I hear my husband running down the hall to where I stood in the bathroom putting in my contacts.
“What is this?” He’s holding out his hand. I look down at it, thinking it’s a receipt or a bill, and I’m already trying to think of a good excuse for whatever it is I spent money on.
However, on his palm I see the usual collection of vitamins, supplements, and prescriptions persons of our age could expect to take every morning, after the final cup of coffee but before the inevitable morning-paper-reading in the “office.”
“What is what?” I asked innocently, but I know what’s causing him to question one particular pill.
“This! Is this one of my…special pills?” His eyebrows are raised.
Our normal multivitamins were red. However, we ran out of them a week ago and while shopping I grabbed the first replacements I saw, which happened to be called “One Daily, Men’s 50+”. As a nod to our age, they’ve been colored a pretty dove grey to thoughtfully match the color of our hair.
The one my husband is holding, however, seems to have gotten an extra shot of FD&C#2 blue, so what he’s holding looks alarmingly, amazingly, like a certain other type of blue pill, the kind one would take if they were going to…
Have you ever seen a Viagra commercial? Just one of those happy blue pills and suddenly, you see two people flirting and kissing while playing the best damn Scrabble game of their entire freaking lives. Or they’re washing the car together, soaping seductively while shooting each other “we’re-so-gonna-get-it-on” looks as Barry White plays in the background.
What I’m saying is, if your hubby has ever used one of those pills, you know that the, um, result is a real eye opener. Like, “stand back, woman…this thing could be dangerous” kind of eye opener. I mean, you pretty much have to beat that thing into submission once it has had a sip of sapphire magic. Believe me, I know whereof I speak, and people, we do not waste the enchanted capsules, amiright?
I finish putting my other contact in, which is hard (pun intended) because my whole body is shaking with laughter.
“Are you serious?” I giggle. “Do you really think I’m going to put one of those in your morning pill box as a joke? Pretty expensive joke, considering I could swap one on the black market in exchange for our mortgage payment. Besides, the Packers are playing the Bears this afternoon and you’re not even going to be here, you’ll be at the bar with the boys.”
Suddenly, the thought of him being stuck at a bar under the influence of one of those tablets is hilarious. “How would you even get out of the bar without someone seeing your condition?” I ask him. “Seriously, you could hurt someone.
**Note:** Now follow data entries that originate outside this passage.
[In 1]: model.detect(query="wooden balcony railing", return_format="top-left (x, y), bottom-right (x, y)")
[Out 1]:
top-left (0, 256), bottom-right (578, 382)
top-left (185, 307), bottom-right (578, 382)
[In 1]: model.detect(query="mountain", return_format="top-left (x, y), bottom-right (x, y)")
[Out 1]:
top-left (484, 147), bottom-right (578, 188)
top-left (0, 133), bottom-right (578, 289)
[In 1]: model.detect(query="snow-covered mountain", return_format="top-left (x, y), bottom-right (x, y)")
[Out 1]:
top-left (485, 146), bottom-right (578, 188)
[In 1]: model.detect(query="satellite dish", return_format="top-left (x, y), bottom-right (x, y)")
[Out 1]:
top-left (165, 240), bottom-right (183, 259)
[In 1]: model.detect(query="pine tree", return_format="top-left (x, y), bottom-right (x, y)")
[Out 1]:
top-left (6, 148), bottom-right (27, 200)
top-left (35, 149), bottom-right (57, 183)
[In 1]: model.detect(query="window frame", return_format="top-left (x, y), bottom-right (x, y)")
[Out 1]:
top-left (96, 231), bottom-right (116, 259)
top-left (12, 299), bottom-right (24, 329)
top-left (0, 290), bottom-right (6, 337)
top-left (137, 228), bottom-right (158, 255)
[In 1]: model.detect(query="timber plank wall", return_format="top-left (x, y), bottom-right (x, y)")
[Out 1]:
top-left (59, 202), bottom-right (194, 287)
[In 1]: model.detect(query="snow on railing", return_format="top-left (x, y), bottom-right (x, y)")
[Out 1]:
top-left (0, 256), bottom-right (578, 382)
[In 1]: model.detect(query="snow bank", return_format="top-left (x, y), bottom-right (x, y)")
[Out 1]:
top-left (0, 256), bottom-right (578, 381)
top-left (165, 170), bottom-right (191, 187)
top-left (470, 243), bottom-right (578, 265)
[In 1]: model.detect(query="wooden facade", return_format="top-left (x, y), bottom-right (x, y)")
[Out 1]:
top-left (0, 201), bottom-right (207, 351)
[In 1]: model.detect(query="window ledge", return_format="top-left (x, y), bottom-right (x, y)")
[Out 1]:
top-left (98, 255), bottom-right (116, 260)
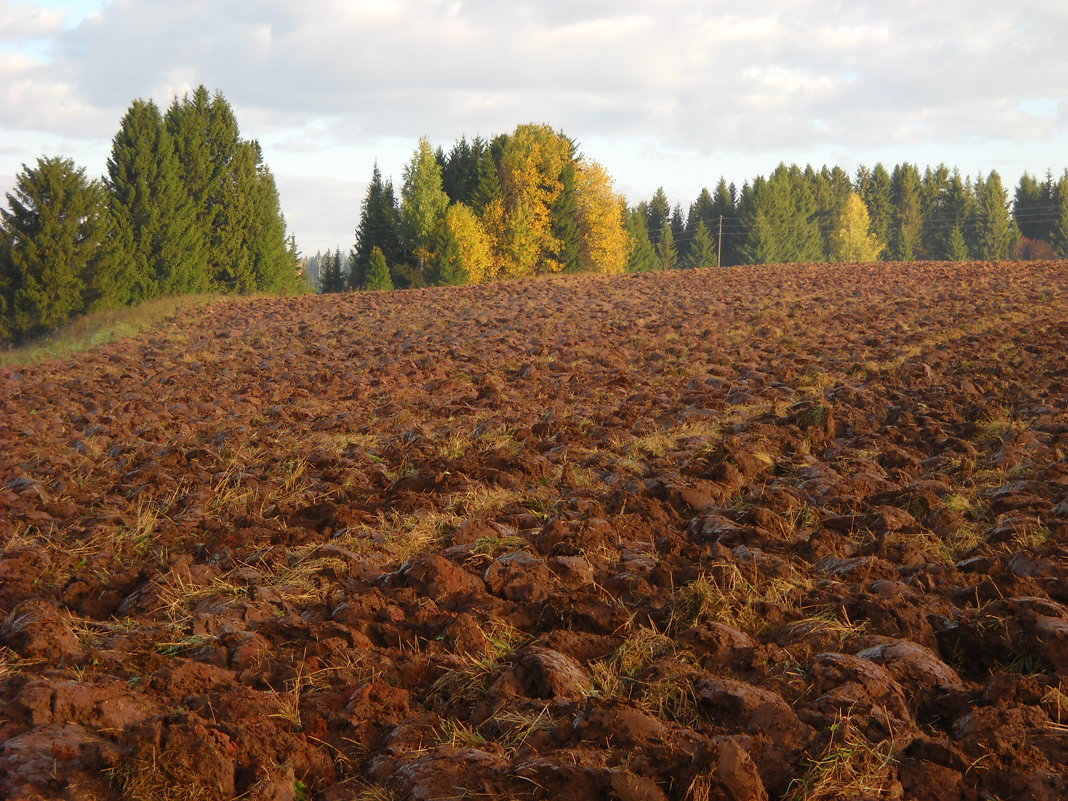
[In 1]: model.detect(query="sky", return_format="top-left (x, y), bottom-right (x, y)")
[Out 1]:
top-left (0, 0), bottom-right (1068, 254)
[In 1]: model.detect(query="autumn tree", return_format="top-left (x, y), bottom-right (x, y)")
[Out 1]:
top-left (624, 208), bottom-right (660, 272)
top-left (487, 124), bottom-right (572, 277)
top-left (682, 220), bottom-right (716, 269)
top-left (831, 192), bottom-right (885, 262)
top-left (435, 203), bottom-right (496, 285)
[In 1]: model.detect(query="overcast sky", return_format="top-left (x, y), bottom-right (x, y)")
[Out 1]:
top-left (0, 0), bottom-right (1068, 254)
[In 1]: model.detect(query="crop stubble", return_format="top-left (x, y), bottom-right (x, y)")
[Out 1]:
top-left (0, 263), bottom-right (1068, 801)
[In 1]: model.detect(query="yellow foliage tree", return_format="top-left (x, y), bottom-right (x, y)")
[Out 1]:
top-left (495, 124), bottom-right (574, 277)
top-left (831, 192), bottom-right (886, 262)
top-left (436, 203), bottom-right (497, 285)
top-left (575, 159), bottom-right (631, 274)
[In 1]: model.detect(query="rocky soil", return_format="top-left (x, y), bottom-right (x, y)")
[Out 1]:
top-left (0, 263), bottom-right (1068, 801)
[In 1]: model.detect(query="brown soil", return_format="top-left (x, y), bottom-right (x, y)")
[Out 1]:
top-left (0, 262), bottom-right (1068, 801)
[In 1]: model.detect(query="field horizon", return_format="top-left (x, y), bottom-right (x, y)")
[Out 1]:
top-left (0, 261), bottom-right (1068, 801)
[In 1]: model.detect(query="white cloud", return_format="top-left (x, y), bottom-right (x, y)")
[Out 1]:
top-left (0, 0), bottom-right (1068, 250)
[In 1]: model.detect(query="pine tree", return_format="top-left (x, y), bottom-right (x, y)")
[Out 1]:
top-left (624, 208), bottom-right (660, 272)
top-left (552, 159), bottom-right (588, 272)
top-left (830, 192), bottom-right (884, 262)
top-left (363, 248), bottom-right (393, 290)
top-left (745, 164), bottom-right (824, 264)
top-left (319, 248), bottom-right (345, 294)
top-left (107, 100), bottom-right (208, 302)
top-left (441, 137), bottom-right (486, 206)
top-left (471, 147), bottom-right (501, 214)
top-left (942, 225), bottom-right (968, 262)
top-left (1012, 173), bottom-right (1055, 242)
top-left (645, 186), bottom-right (671, 245)
top-left (657, 219), bottom-right (678, 270)
top-left (682, 220), bottom-right (716, 269)
top-left (968, 172), bottom-right (1015, 261)
top-left (886, 163), bottom-right (924, 262)
top-left (855, 163), bottom-right (894, 257)
top-left (0, 157), bottom-right (115, 337)
top-left (349, 161), bottom-right (403, 289)
top-left (1050, 170), bottom-right (1068, 258)
top-left (401, 137), bottom-right (449, 273)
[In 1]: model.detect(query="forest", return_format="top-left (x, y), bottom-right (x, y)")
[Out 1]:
top-left (309, 125), bottom-right (1068, 292)
top-left (0, 87), bottom-right (1068, 344)
top-left (0, 87), bottom-right (305, 342)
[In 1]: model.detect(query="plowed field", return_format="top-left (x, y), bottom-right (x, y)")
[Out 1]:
top-left (0, 263), bottom-right (1068, 801)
On the upside, that thing would hold the door open for you.”
He’s starting to see my lady logic. “If it was one of those pills, I’d have to come home,” he countered, “during halftime.” He wiggles his eyebrows at me.
I am unmoved. “Pah! You’d come home to a note and an empty house, Romeo, because I’m going shopping this afternoon. That would put you in a pretty awkward position, wouldn’t it? A party in your pants but no one…” I make air quotes. “…comes?”
“Real funny,” he says. “Although I wouldn’t see the note first.” He leans against the door frame and smiles.
“Oh?” I ask. “And why not?”
“Because if you had slipped me one of those wonder pills”—he points downward—“this thing would beat me home by at least ten minutes.”